Last week, the president pardoned his first national security adviser, Michael Flynn, who pleaded guilty to lying to the FBI for contacting a Russian official.

Trump has already pardoned political allies, including Bernard Kerik and Joe Arpaio, and changed the sentence imposed on long-serving ally Roger Stone. Former Trump assistants Paul Manafort, George Papadopoulos and Rick Gates are all potential recipients of grace.

Gates, a former vice president of campaigners who also worked on Trump’s inauguration, pleaded guilty to financial fraud and investigator lies and was sentenced to 45 days in prison.

He told Times Trump last week, “you know how much of us who have worked for him have suffered, and I hope he takes that into account if and when he gives grace”.

Giulian, a former mayor of New York, has not been convicted of a federal crime.
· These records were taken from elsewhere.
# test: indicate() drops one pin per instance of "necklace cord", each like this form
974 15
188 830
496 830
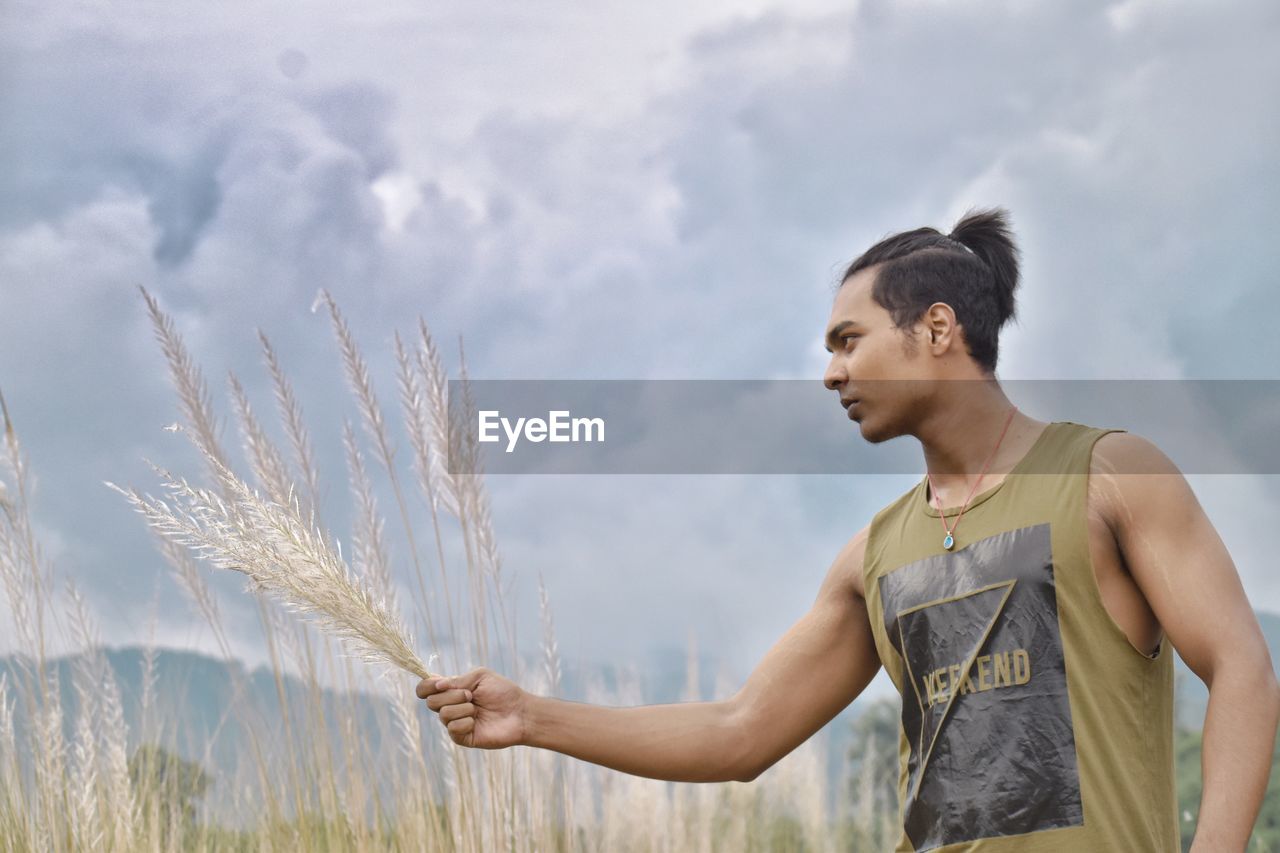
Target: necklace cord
963 506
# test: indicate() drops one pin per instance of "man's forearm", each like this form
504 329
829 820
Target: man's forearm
1235 755
682 742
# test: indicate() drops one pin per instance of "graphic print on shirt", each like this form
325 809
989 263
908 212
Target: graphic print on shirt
987 712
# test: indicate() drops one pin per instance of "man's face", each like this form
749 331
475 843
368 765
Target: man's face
865 351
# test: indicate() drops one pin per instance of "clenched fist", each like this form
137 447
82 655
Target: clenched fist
480 708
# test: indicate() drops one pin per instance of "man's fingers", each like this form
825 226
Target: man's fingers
453 712
456 696
461 726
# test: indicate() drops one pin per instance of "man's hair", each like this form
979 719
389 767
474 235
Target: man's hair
973 269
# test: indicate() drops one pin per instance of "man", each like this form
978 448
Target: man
1024 624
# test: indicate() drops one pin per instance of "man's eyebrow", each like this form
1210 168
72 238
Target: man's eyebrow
836 329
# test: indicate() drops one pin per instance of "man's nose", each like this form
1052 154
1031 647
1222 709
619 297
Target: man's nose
833 378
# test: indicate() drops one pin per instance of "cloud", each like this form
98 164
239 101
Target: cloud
606 194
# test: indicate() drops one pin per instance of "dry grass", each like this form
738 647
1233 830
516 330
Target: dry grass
310 776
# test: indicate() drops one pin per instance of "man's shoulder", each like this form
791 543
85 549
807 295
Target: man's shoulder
1116 455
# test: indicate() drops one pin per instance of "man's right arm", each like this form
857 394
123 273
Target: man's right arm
810 674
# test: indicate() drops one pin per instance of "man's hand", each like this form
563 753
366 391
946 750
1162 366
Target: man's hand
480 708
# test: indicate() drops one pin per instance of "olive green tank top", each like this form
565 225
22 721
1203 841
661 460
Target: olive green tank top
1029 720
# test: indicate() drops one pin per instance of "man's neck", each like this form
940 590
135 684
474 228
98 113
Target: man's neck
960 437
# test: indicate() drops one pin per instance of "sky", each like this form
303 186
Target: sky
613 191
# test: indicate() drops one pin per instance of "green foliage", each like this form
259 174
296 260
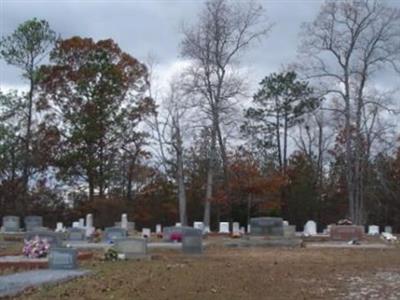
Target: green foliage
27 45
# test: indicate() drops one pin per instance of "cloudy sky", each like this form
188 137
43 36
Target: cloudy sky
143 27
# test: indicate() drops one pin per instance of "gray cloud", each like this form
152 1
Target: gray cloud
141 27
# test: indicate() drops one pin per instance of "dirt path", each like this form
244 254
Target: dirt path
223 273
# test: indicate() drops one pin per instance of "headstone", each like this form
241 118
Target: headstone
346 232
31 222
224 227
269 226
146 233
242 230
192 244
198 225
89 225
373 230
53 238
113 233
289 231
388 229
235 229
63 258
310 228
75 224
59 227
132 248
124 221
76 234
11 224
171 231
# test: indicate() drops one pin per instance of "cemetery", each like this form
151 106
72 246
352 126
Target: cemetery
200 149
73 263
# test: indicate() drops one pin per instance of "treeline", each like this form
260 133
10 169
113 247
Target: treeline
318 140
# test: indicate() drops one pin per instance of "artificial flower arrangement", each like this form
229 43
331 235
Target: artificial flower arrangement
36 247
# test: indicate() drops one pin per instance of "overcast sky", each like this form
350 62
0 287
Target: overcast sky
152 26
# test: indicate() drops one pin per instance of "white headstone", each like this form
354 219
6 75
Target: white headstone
224 227
124 221
198 225
60 227
388 229
236 228
310 228
373 230
146 233
89 225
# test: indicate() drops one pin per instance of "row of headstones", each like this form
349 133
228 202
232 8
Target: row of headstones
310 228
13 224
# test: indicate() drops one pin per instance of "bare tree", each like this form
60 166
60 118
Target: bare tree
347 44
167 127
214 46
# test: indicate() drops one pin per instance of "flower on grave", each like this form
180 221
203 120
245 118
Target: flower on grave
36 247
111 255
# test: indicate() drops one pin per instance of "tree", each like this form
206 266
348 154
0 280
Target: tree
214 45
346 45
96 92
25 48
279 105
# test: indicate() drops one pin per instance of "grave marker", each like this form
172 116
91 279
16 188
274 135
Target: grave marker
310 228
53 238
146 233
192 244
224 227
132 248
76 234
373 230
11 224
346 232
270 226
63 258
113 233
31 222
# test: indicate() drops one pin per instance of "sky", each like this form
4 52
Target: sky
152 27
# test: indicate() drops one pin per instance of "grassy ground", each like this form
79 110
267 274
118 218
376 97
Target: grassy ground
223 273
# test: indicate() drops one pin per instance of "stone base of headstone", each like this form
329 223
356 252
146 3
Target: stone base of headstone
346 232
266 242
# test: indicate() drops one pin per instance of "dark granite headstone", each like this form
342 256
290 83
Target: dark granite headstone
76 234
132 248
11 224
168 232
53 238
114 233
268 226
346 232
192 244
63 258
31 222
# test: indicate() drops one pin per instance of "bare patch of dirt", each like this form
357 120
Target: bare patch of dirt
225 273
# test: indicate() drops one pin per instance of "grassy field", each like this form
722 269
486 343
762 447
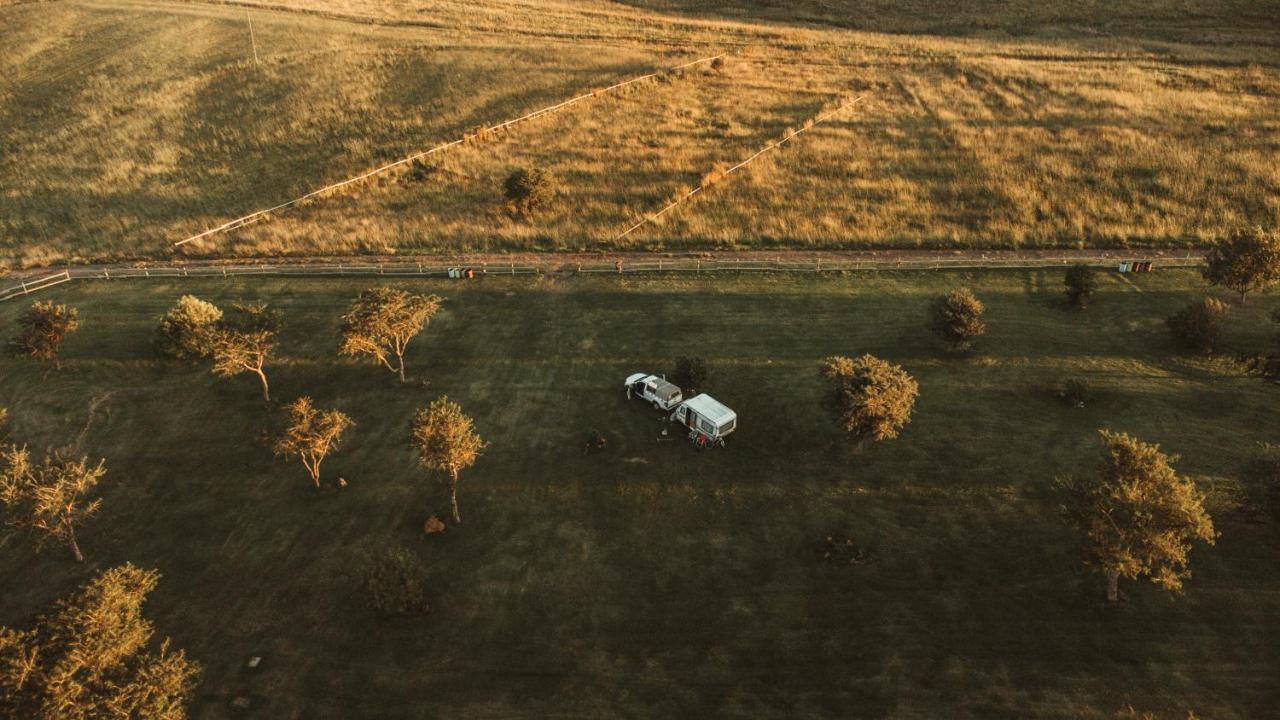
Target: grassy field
127 126
650 579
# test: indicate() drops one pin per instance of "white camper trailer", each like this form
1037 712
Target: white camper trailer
707 419
654 390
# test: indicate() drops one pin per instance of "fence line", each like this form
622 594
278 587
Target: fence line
562 267
252 217
36 285
737 167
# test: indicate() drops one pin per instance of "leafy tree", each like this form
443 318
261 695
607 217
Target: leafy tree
1246 260
956 318
446 441
383 320
871 400
44 328
311 434
691 373
188 329
49 497
245 341
1080 282
1261 479
529 188
1198 326
1137 516
88 659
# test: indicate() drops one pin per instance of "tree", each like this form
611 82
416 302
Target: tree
446 441
1246 260
382 322
529 188
871 400
188 329
44 328
1261 479
311 434
1080 282
1198 326
49 497
245 341
691 373
956 318
1137 516
88 659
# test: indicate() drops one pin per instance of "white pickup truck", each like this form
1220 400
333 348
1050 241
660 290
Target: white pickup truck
654 390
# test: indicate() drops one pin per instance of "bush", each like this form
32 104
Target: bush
1260 475
187 331
529 188
393 583
956 318
420 171
1075 392
690 374
1080 282
1198 327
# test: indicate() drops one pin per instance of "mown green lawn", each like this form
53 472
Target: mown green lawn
654 580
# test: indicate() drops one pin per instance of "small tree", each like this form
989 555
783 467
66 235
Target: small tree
88 659
44 328
691 373
311 434
1246 260
245 341
1198 326
529 188
446 441
1080 282
50 497
1137 516
383 320
1261 479
188 329
871 400
956 318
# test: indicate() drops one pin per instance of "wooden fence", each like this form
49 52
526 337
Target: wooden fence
554 265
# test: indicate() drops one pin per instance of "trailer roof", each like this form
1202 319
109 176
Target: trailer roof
712 409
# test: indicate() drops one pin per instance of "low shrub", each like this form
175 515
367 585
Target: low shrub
393 583
529 188
1074 392
1198 327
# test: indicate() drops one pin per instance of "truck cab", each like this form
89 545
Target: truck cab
653 390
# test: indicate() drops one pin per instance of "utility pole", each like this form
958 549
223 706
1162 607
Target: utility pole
251 39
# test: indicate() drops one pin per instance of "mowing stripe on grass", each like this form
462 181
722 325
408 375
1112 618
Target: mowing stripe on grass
252 217
737 167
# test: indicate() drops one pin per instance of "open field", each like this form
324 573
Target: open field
129 126
652 579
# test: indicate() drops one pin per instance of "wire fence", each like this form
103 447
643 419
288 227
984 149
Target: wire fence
483 132
625 267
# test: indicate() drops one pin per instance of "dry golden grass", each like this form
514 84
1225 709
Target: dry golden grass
129 126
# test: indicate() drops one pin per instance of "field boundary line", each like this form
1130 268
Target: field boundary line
35 286
676 203
252 217
566 267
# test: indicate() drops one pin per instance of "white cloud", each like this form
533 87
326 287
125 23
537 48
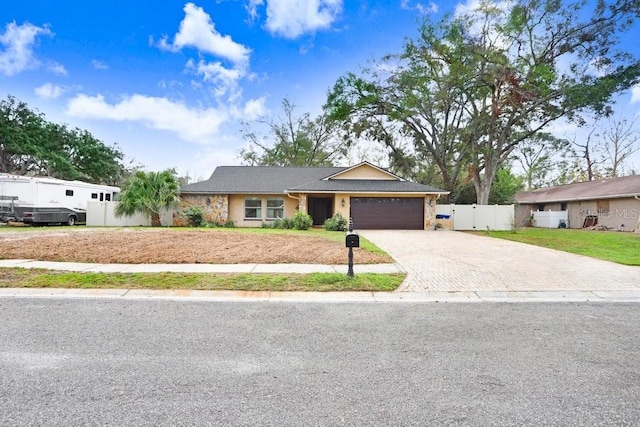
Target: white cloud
292 18
99 65
635 94
16 54
428 9
190 124
49 91
252 9
198 30
423 9
254 109
56 68
223 79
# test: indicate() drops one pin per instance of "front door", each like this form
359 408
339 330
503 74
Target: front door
320 209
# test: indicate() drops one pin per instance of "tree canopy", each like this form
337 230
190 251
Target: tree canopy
473 87
292 141
30 145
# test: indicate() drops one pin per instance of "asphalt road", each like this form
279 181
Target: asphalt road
109 362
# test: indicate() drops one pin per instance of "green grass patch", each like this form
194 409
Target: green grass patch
623 248
317 282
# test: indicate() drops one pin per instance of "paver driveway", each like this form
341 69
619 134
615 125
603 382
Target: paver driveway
456 261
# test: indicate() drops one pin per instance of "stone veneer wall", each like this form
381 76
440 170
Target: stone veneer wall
429 212
216 207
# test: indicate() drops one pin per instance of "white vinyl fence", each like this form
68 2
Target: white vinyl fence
101 214
478 217
550 219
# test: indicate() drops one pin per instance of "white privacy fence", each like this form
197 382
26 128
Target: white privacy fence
101 214
478 217
550 219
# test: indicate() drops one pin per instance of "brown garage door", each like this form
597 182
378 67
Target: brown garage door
388 213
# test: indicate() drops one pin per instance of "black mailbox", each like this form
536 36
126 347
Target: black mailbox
352 240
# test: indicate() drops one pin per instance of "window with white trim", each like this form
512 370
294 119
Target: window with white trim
275 208
253 208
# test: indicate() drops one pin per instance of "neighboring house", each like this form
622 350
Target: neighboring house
613 202
371 196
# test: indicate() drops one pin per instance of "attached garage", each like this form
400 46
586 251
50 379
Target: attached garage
399 213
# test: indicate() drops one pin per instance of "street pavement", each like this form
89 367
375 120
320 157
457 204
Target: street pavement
153 363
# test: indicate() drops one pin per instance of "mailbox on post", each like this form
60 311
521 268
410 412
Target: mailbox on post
352 240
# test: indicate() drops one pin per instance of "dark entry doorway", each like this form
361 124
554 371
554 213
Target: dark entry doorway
320 209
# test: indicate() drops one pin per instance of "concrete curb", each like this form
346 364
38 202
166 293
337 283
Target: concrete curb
327 297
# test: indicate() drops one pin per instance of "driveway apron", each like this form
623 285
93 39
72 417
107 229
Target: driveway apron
456 261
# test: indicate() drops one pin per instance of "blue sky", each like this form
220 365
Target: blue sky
170 81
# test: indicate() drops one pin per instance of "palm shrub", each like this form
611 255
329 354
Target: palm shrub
148 193
195 215
302 221
336 223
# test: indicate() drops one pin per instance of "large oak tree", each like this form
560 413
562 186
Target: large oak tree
472 88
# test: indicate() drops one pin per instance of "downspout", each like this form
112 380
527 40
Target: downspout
638 223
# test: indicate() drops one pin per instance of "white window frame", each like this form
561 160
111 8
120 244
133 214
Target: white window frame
257 208
273 209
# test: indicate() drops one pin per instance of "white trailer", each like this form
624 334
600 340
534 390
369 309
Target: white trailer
42 200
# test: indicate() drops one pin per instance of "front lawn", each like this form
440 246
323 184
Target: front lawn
623 248
318 282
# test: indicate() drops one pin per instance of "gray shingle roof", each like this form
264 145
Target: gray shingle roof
627 186
365 186
257 179
274 180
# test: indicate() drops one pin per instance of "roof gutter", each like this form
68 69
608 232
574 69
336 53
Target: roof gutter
293 197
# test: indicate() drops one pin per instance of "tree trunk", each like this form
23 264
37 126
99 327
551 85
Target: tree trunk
155 219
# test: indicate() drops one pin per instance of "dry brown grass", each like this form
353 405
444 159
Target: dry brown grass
175 246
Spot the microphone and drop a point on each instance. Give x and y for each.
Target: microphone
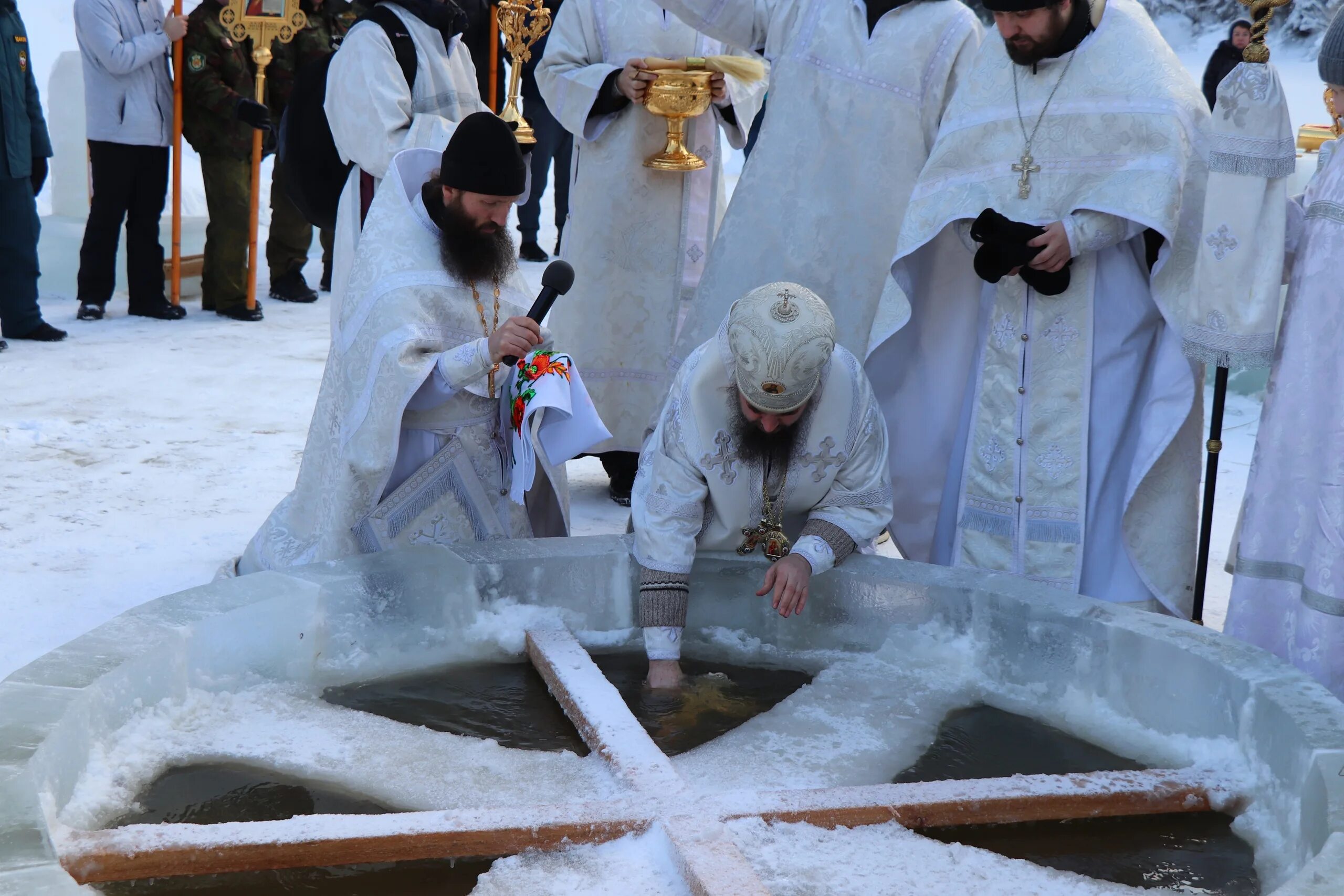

But allegedly, federal prosecutors are under investigation for their connections in Ukraine and possible violations of the lobbying law.

Giuliani’s own lawyer, Robert Costello, told the Times: “I’m not worried about this investigation because he didn’t do anything wrong, and that’s been our position from day one.”

Presidential pardons that precede charges or convictions are extremely rare, but not unknown. Jimmy Carter, for example, pardoned thousands of men who illegally evaded the draft Vietnam War.

Richard Nixon’s pardon from Gerald Ford, after resigning from the Watergate scandal, covered all of his presidential activities.

On Monday, conservative commentator Sean Hannity said on a radio show that Trump “must pardon his entire family and himself”.

Most observers believe that self-grace is unconstitutional and probably wouldn’t even work. If Trump did try, it wouldn’t affect New York State prosecutors investigating his tax cases and possible violations of the campaign finance law.

According to the Department of Justice, presidential pardon does not mean that the addressee is innocent.

The White House did not comment on the Times report.